Although the writers of Kings did not approve of him, because of his religious policy, they admit that Jeroboam II was politically and militarily successful (2 Kings 14:23-29). His reign also seems to have been a time of stability and record keeping (see 1 Chron 5:17). The book of Kings claims that he restored the borders of Israel. The exact meaning of the description of this is debatable. However, it seems to imply at least that he achieved the northern part of the ideal "Israel" attributed to David, as the authors mention Damascus, Hamath and the Dead Sea.
From just before the start of the Iron II period, Assyria was the rising power in the ANE. In particular under Ashurnasirpal II (c.883–859bce) a series of kings who ruled from Calah extended their boundaries and influence. For example the Phoenician cities (Arvad, Byblos, Sidon & Tyre) paid tribute. Eventually this weakened the Aramean city states in Syria and they were gradually annexed or reduced to client status by the rising Assyrian empire. So for example Assurdan III (in about 772bce) organised a successful campaign in Syria.
However, a new power to Assyria's north, Urartu, provided an increasing challenge, and began to distract imperial attention from the west. A. Kirk Grayson in ABD describes the period from 782–745bce as "The Interval". (Grayson, 744-5) During this period Assyria barely survived, and Syria Palestine was little troubled by imperial politics since the dominant Urartu was so far away. Egypt was also torn apart by internal strife at this time.
Such arguments have led scholars who accept the biblical account (2 Kings 14:25, 28) that Jeroboam "restored the borders of Israel from the entry to Hamath to the Dead Sea" to argue for dates both early (while Syria was still reeling from Assurdan's campaign) or late (while Assyria was weak) for Jeroboam's military success.
Either way, the biblical report of Jeroboam's success can probably be trusted in its tone, not least because the writers did not approve of him! Such success would lead to greater wealth, and the tone and contents of the prophets of the period suggest this was not evenly shared. There is evidence in the monarchic period for cities beginning to develop greater differentiation of housing, and large store pits and houses suggest that at least the temple and palace were able to accumulate a surplus of produce for sale.
The book of Amos provides several glimpses of the luxurious lifestyle and lack of community spirit of the elite. The voices of the poor are less heard, but may also be inferred from the tone of Amos' speech.
Auld (13) argued that the difference of wealth seen in the prophet's words may not result from new wealth, so much as a long slow decline (from the time of Solomon). Hayes based his commentary on this understanding of the archaeological and historical evidence, yet most scholars have retained the traditional picture, which still fits well with much of the evidence.

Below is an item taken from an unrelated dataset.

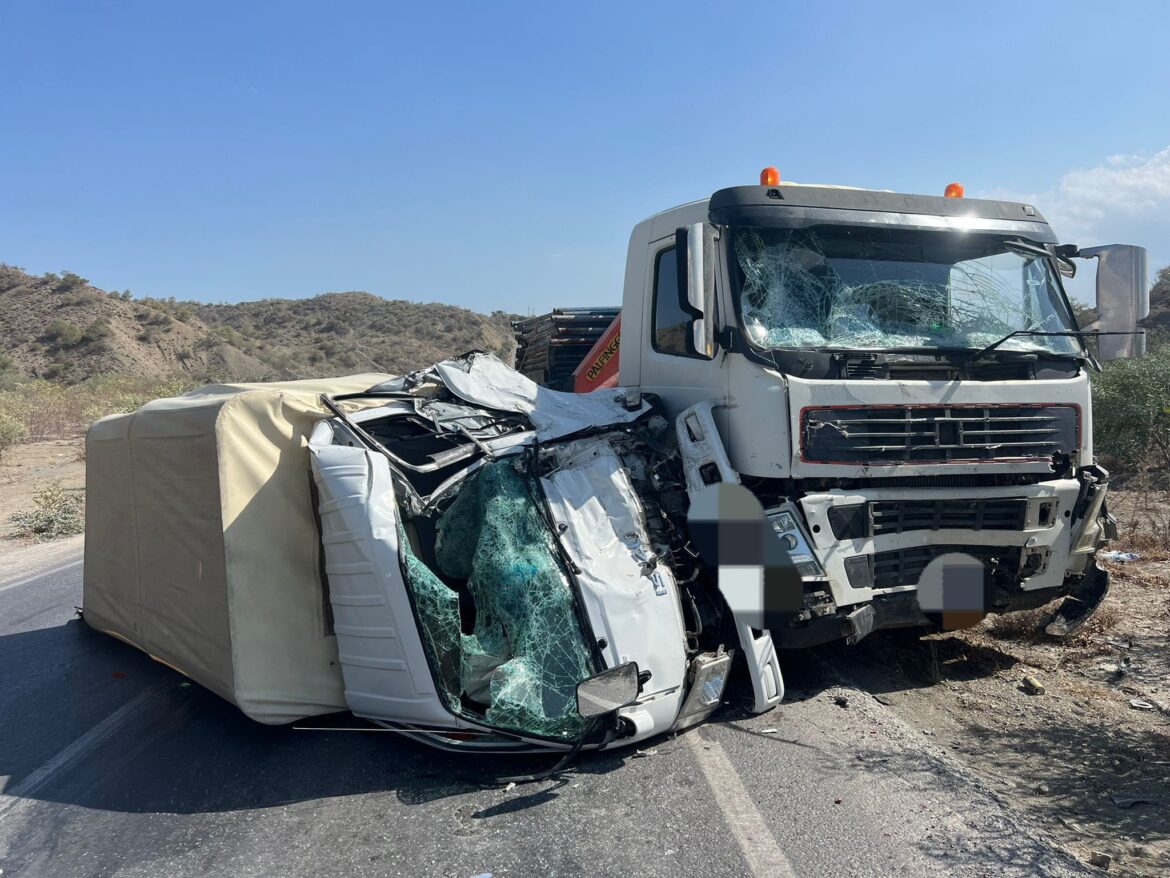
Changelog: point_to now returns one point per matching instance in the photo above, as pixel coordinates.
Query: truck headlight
(793, 539)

Amos' accusations against the rich and powerful certainly fit well with sociological descriptions of a "Tributary Mode of Production". Tax (to the king) and tithe (to the temple) are difficult for subsistence farmers, in good years these imposts can be paid with gladness, but in bad years there was often simply not sufficient surplus for the family or village's own needs. Such situations produced debt, which exacerbated the initial problem, producing for many a spiral of poverty. (See e.g. Gottwald, 84-5.)